Gandeng BP2MI, Bank Jatim Salurkan KUR bagi Pekerja Migran Indonesia

SURABAYA – PT Bank Pembangunan Daerah Jawa Timur Tbk ( Bank Jatim ) meneken perjanjian kerja identik dengan Badan Pelindungan Pekerja Migran Indonesia ( BP2MI ). Perjanjian itu tentang Pemanfaatan dan juga Pertukaran Angka Kredit Usaha Rakyat (KUR) Penempatan Pekerja Migran Indonesia (PMI) Secara Online.
Direktur Mikro, Ritel, kemudian Menengah Bank Jatim R Arief Wicaksono mengatakan, ruang lingkup perjanjian ini meliputi banyak hal.
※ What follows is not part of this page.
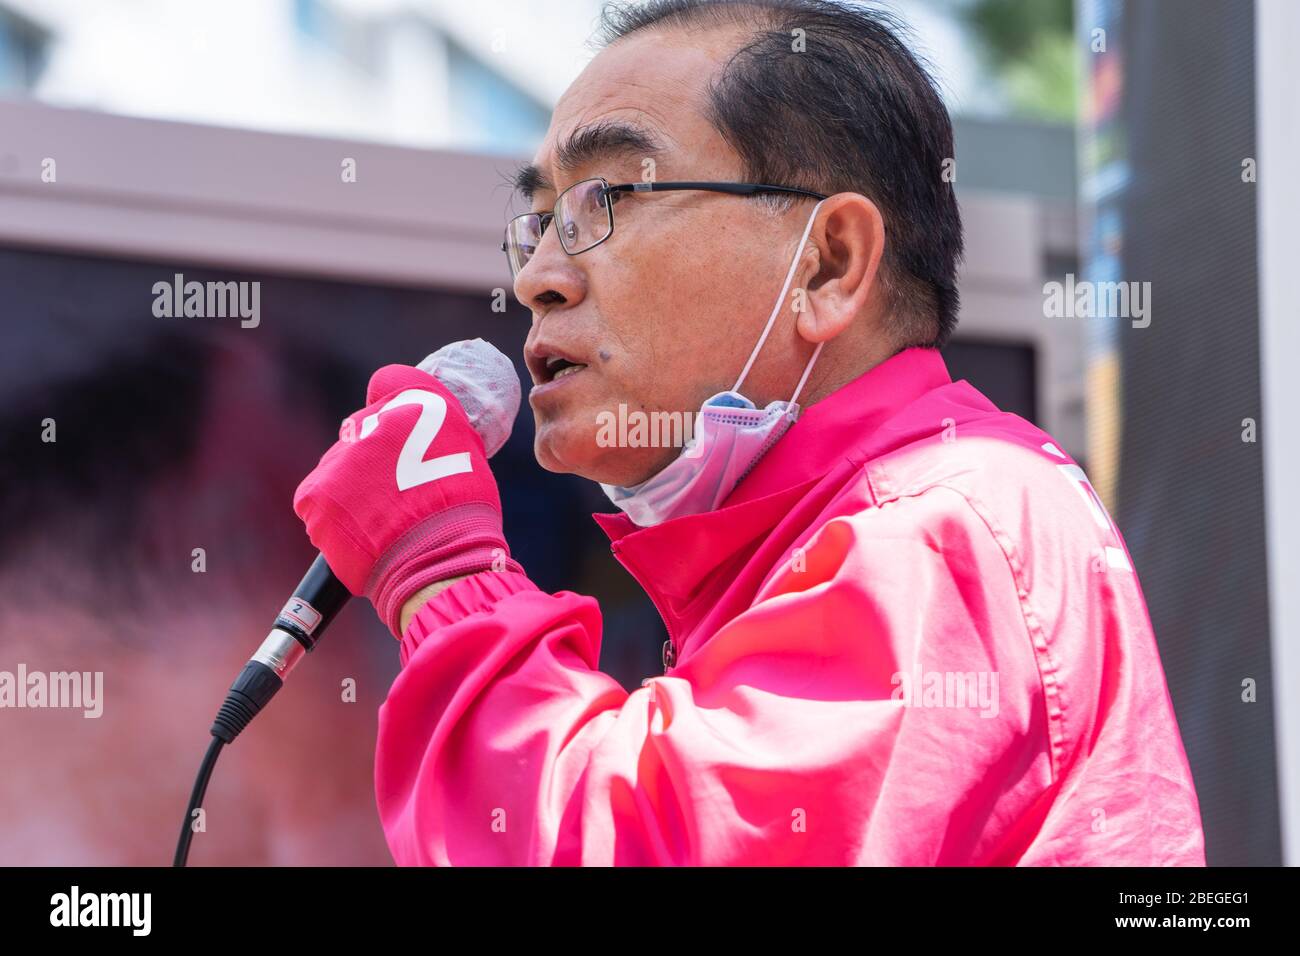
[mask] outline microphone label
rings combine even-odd
[[[311,637],[312,632],[320,624],[320,611],[300,597],[289,598],[280,609],[280,617],[297,625],[308,637]]]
Pemanfaatan data PMI dalam bentuk data calon PMI yang tersebut sudah pernah melakukan permohonan pengajuan KUR juga penempatan PMI yang digunakan memenuhi persyaratan pada database Sisko P2MI yang dimiliki BP2MI.
Kemudian pemanfaatan data hasil validasi permohonan KUR Penempatan PMI yang mana dimiliki Bank Jatim kemudian
pelaporan pelaksanaan KUR Penempatan PMI yang mana dimiliki BJTM yang terdiri dari executive summary juga data detail. Terakhir penyediaan daftar P3MI yang digunakan sudah bekerjasama dengan Bank Jatim untuk penempatan PMI oleh P3MI.
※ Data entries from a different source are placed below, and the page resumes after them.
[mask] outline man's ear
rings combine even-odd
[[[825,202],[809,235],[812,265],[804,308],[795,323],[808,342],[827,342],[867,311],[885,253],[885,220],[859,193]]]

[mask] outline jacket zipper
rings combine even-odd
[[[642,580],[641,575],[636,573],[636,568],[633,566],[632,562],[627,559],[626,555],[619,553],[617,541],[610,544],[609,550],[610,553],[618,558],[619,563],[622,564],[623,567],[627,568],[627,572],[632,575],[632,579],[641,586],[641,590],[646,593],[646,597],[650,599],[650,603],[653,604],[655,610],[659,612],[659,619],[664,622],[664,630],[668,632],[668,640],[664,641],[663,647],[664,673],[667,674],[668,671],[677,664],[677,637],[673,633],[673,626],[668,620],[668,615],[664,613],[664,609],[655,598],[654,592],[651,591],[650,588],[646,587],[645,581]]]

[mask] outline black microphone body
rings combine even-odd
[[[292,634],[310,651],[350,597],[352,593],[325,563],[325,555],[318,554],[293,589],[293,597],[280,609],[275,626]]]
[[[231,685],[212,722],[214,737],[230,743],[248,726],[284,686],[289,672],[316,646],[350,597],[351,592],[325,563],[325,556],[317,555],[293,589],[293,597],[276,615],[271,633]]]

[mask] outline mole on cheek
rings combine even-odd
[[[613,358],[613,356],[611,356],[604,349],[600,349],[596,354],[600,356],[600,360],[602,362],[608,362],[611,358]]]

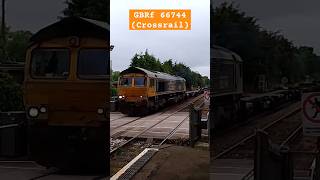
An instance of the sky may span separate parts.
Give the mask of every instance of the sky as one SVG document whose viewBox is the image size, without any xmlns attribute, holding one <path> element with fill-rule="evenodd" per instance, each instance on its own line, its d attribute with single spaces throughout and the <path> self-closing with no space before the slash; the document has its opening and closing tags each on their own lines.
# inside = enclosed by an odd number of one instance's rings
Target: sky
<svg viewBox="0 0 320 180">
<path fill-rule="evenodd" d="M 57 21 L 57 17 L 62 15 L 61 12 L 65 8 L 64 1 L 7 0 L 7 23 L 13 30 L 36 32 Z M 214 0 L 214 5 L 223 1 Z M 313 46 L 320 55 L 319 0 L 233 1 L 239 4 L 240 9 L 248 15 L 257 17 L 262 27 L 268 30 L 280 30 L 296 45 Z M 208 3 L 207 0 L 111 0 L 111 18 L 114 18 L 111 19 L 111 42 L 115 45 L 111 58 L 114 68 L 124 69 L 136 52 L 148 48 L 149 52 L 162 60 L 171 58 L 186 63 L 202 74 L 209 74 L 209 59 L 205 57 L 209 56 L 207 52 L 209 50 L 203 46 L 209 39 L 205 37 L 209 31 L 207 28 L 209 15 L 203 16 L 209 13 Z M 171 6 L 193 9 L 192 31 L 130 32 L 127 29 L 129 8 L 169 8 Z M 114 28 L 119 29 L 114 31 Z M 155 37 L 161 41 L 155 41 Z"/>
<path fill-rule="evenodd" d="M 62 16 L 66 7 L 64 2 L 65 0 L 6 0 L 7 24 L 12 30 L 37 32 Z"/>
<path fill-rule="evenodd" d="M 200 3 L 201 2 L 201 3 Z M 111 0 L 112 68 L 128 68 L 135 53 L 148 52 L 160 61 L 173 59 L 201 75 L 210 75 L 209 0 Z M 191 9 L 190 31 L 130 31 L 129 9 Z"/>
<path fill-rule="evenodd" d="M 221 2 L 234 2 L 249 16 L 267 30 L 280 31 L 298 46 L 312 46 L 320 55 L 320 1 L 319 0 L 214 0 L 214 6 Z"/>
</svg>

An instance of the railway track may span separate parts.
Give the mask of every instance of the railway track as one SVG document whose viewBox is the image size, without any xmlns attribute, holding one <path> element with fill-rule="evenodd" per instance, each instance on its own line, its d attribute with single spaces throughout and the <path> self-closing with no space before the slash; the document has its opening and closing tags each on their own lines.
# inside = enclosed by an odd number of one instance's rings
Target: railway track
<svg viewBox="0 0 320 180">
<path fill-rule="evenodd" d="M 165 120 L 167 120 L 168 118 L 172 117 L 173 115 L 175 115 L 175 114 L 178 113 L 179 111 L 185 109 L 185 108 L 188 107 L 190 104 L 196 102 L 196 101 L 199 100 L 200 98 L 202 98 L 202 95 L 194 98 L 194 99 L 193 99 L 191 102 L 189 102 L 189 103 L 182 104 L 182 105 L 178 106 L 177 109 L 174 110 L 174 112 L 166 115 L 166 117 L 164 117 L 164 118 L 156 121 L 153 125 L 147 127 L 146 129 L 144 129 L 144 130 L 141 131 L 141 132 L 138 132 L 136 135 L 134 135 L 133 137 L 131 137 L 129 140 L 127 140 L 127 141 L 121 143 L 119 146 L 113 148 L 113 149 L 110 151 L 110 154 L 115 153 L 115 152 L 118 151 L 120 148 L 126 146 L 126 145 L 129 144 L 130 142 L 132 142 L 132 141 L 134 141 L 135 139 L 137 139 L 139 136 L 145 134 L 146 132 L 148 132 L 149 130 L 151 130 L 152 128 L 154 128 L 155 126 L 157 126 L 158 124 L 164 122 Z M 165 114 L 165 112 L 162 112 L 161 114 Z M 141 119 L 141 118 L 139 118 L 139 119 Z M 185 120 L 186 120 L 186 119 L 184 119 L 183 122 L 184 122 Z M 141 123 L 142 123 L 142 122 L 141 122 Z M 179 123 L 178 126 L 176 126 L 176 127 L 174 128 L 174 130 L 177 130 L 177 128 L 180 127 L 181 124 L 182 124 L 182 122 Z M 172 135 L 172 132 L 170 132 L 170 135 Z M 167 138 L 165 138 L 165 139 L 167 139 Z"/>
<path fill-rule="evenodd" d="M 186 102 L 186 104 L 192 104 L 192 103 L 194 103 L 195 101 L 195 99 L 196 99 L 196 101 L 197 100 L 199 100 L 199 97 L 202 97 L 203 95 L 200 95 L 200 96 L 198 96 L 198 97 L 195 97 L 194 99 L 192 99 L 191 100 L 191 102 Z M 190 100 L 189 100 L 190 101 Z M 184 108 L 181 108 L 181 107 L 184 107 Z M 188 107 L 188 105 L 187 106 L 185 106 L 184 104 L 182 104 L 182 105 L 178 105 L 178 106 L 170 106 L 170 107 L 167 107 L 167 108 L 165 108 L 165 109 L 163 109 L 162 111 L 160 111 L 160 112 L 158 112 L 158 113 L 155 113 L 155 114 L 152 114 L 152 115 L 149 115 L 149 117 L 157 117 L 157 116 L 160 116 L 160 115 L 163 115 L 163 114 L 165 114 L 165 113 L 168 113 L 168 111 L 170 111 L 172 108 L 174 108 L 174 110 L 173 110 L 173 113 L 176 113 L 176 109 L 178 109 L 178 111 L 182 111 L 182 110 L 185 110 L 186 108 Z M 139 121 L 139 120 L 141 120 L 141 119 L 143 119 L 143 118 L 145 118 L 145 117 L 128 117 L 128 116 L 122 116 L 122 117 L 119 117 L 119 118 L 116 118 L 116 119 L 113 119 L 111 122 L 113 122 L 113 121 L 116 121 L 116 120 L 123 120 L 123 118 L 133 118 L 133 119 L 131 119 L 131 120 L 129 120 L 129 121 L 126 121 L 126 122 L 124 122 L 124 123 L 121 123 L 121 124 L 119 124 L 119 125 L 117 125 L 117 126 L 114 126 L 114 127 L 111 127 L 111 136 L 113 137 L 113 138 L 116 138 L 117 136 L 120 136 L 119 134 L 121 134 L 121 132 L 118 132 L 118 133 L 116 133 L 116 134 L 113 134 L 113 131 L 115 131 L 115 130 L 117 130 L 117 129 L 120 129 L 121 127 L 124 127 L 124 126 L 126 126 L 126 125 L 129 125 L 129 124 L 131 124 L 131 123 L 134 123 L 134 122 L 137 122 L 137 121 Z M 152 119 L 152 118 L 151 118 Z M 141 122 L 139 122 L 139 123 L 136 123 L 135 125 L 139 125 L 139 124 L 142 124 L 143 123 L 143 121 L 141 121 Z M 124 131 L 126 131 L 127 129 L 125 129 Z"/>
<path fill-rule="evenodd" d="M 290 111 L 289 113 L 281 116 L 280 118 L 277 118 L 276 120 L 274 120 L 274 121 L 268 123 L 267 125 L 261 127 L 260 129 L 263 130 L 263 131 L 267 131 L 267 132 L 268 132 L 268 130 L 269 130 L 270 128 L 272 128 L 273 126 L 275 126 L 276 124 L 278 124 L 278 123 L 280 123 L 281 121 L 283 121 L 283 120 L 285 120 L 285 119 L 287 119 L 287 118 L 289 118 L 289 117 L 297 114 L 297 113 L 300 112 L 300 111 L 301 111 L 301 108 L 300 108 L 300 107 L 299 107 L 299 108 L 296 108 L 296 109 L 294 109 L 293 111 Z M 287 142 L 289 142 L 289 141 L 291 140 L 291 138 L 295 137 L 296 133 L 298 133 L 300 129 L 301 129 L 301 126 L 299 125 L 299 126 L 296 127 L 294 130 L 292 130 L 292 131 L 291 131 L 292 133 L 290 133 L 290 134 L 288 135 L 288 137 L 285 138 L 285 139 L 283 140 L 283 142 L 280 143 L 280 144 L 286 144 Z M 234 150 L 237 149 L 237 148 L 241 148 L 242 146 L 244 146 L 244 145 L 245 145 L 246 143 L 248 143 L 249 141 L 251 141 L 251 143 L 252 143 L 254 136 L 255 136 L 255 132 L 253 132 L 253 133 L 251 133 L 250 135 L 244 137 L 242 140 L 238 141 L 238 142 L 235 143 L 234 145 L 228 147 L 227 149 L 224 149 L 222 152 L 220 152 L 220 153 L 218 153 L 217 155 L 215 155 L 215 156 L 213 157 L 213 160 L 227 156 L 229 153 L 231 153 L 232 151 L 234 151 Z M 251 146 L 250 146 L 250 147 L 251 147 Z M 254 148 L 251 147 L 250 149 L 253 150 Z"/>
<path fill-rule="evenodd" d="M 188 107 L 190 104 L 199 101 L 202 98 L 202 95 L 192 99 L 190 102 L 181 104 L 177 106 L 172 112 L 167 113 L 160 112 L 159 114 L 165 115 L 165 117 L 157 120 L 151 126 L 145 128 L 144 130 L 140 131 L 139 133 L 135 134 L 135 136 L 129 138 L 128 140 L 120 143 L 118 146 L 113 148 L 110 151 L 111 154 L 111 174 L 116 174 L 121 168 L 126 166 L 132 159 L 134 159 L 138 154 L 140 154 L 146 148 L 155 148 L 161 149 L 163 145 L 177 132 L 177 130 L 189 119 L 189 117 L 181 118 L 179 121 L 175 121 L 175 125 L 170 129 L 167 134 L 161 139 L 153 139 L 153 138 L 141 138 L 140 136 L 146 135 L 148 136 L 149 131 L 152 131 L 154 128 L 157 128 L 162 123 L 167 121 L 171 121 L 170 117 L 174 116 L 176 113 L 180 112 L 181 110 Z"/>
<path fill-rule="evenodd" d="M 114 113 L 110 113 L 110 115 L 111 114 L 114 114 Z M 120 113 L 119 113 L 120 114 Z M 118 117 L 118 118 L 115 118 L 115 119 L 111 119 L 110 120 L 110 122 L 113 122 L 113 121 L 116 121 L 116 120 L 119 120 L 119 119 L 121 119 L 121 118 L 124 118 L 124 117 L 128 117 L 127 115 L 125 115 L 125 114 L 123 114 L 123 115 L 121 115 L 120 117 Z"/>
<path fill-rule="evenodd" d="M 288 146 L 291 147 L 292 143 L 301 143 L 297 141 L 297 137 L 302 136 L 302 125 L 300 116 L 298 115 L 301 112 L 301 108 L 296 108 L 280 118 L 277 118 L 268 124 L 260 127 L 261 130 L 267 132 L 270 139 L 273 143 L 278 144 L 280 146 Z M 227 149 L 224 149 L 222 152 L 218 153 L 213 157 L 213 160 L 216 159 L 253 159 L 254 157 L 254 137 L 255 132 L 246 136 L 241 141 L 235 143 Z M 290 152 L 291 148 L 290 148 Z M 292 154 L 296 154 L 292 152 Z M 294 156 L 293 156 L 294 157 Z M 305 161 L 304 156 L 304 161 Z M 310 158 L 309 158 L 310 159 Z M 312 158 L 311 158 L 312 159 Z M 307 163 L 310 167 L 310 160 Z M 295 164 L 295 163 L 294 163 Z M 306 163 L 305 163 L 306 164 Z M 295 173 L 301 173 L 303 171 L 295 168 Z M 251 169 L 243 179 L 252 179 L 254 170 Z M 305 172 L 303 172 L 305 173 Z M 308 173 L 305 173 L 308 174 Z M 298 175 L 299 176 L 299 175 Z"/>
</svg>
“KUR penempatan PMI merupakan pembiayaan yang mana khusus diberikan terhadap calon PMI kemudian atau calon pekerja magang di tempat luar negeri yang dimaksud bertujuan untuk memenuhi permintaan biaya penempatan ke negara tujuan penempatan,” katanya, Hari Sabtu (14/9/2024).
Bank Jatim, kata dia, sangat menyokong untuk pekerja migran. Sebab, wilayah Jawa Timur memiliki kantong-kantong yang luar biasa untuk penempatan PMI.
Dia berharap kerja serupa ini merupakan upaya yang baik bagi kedua belah pihak demi kesejahteraan PMI. “Sehingga ketika kita memberikan penyaluran KUR ke PMI itu telah memiliki payung hukum yang mana jelas,” ujarnya.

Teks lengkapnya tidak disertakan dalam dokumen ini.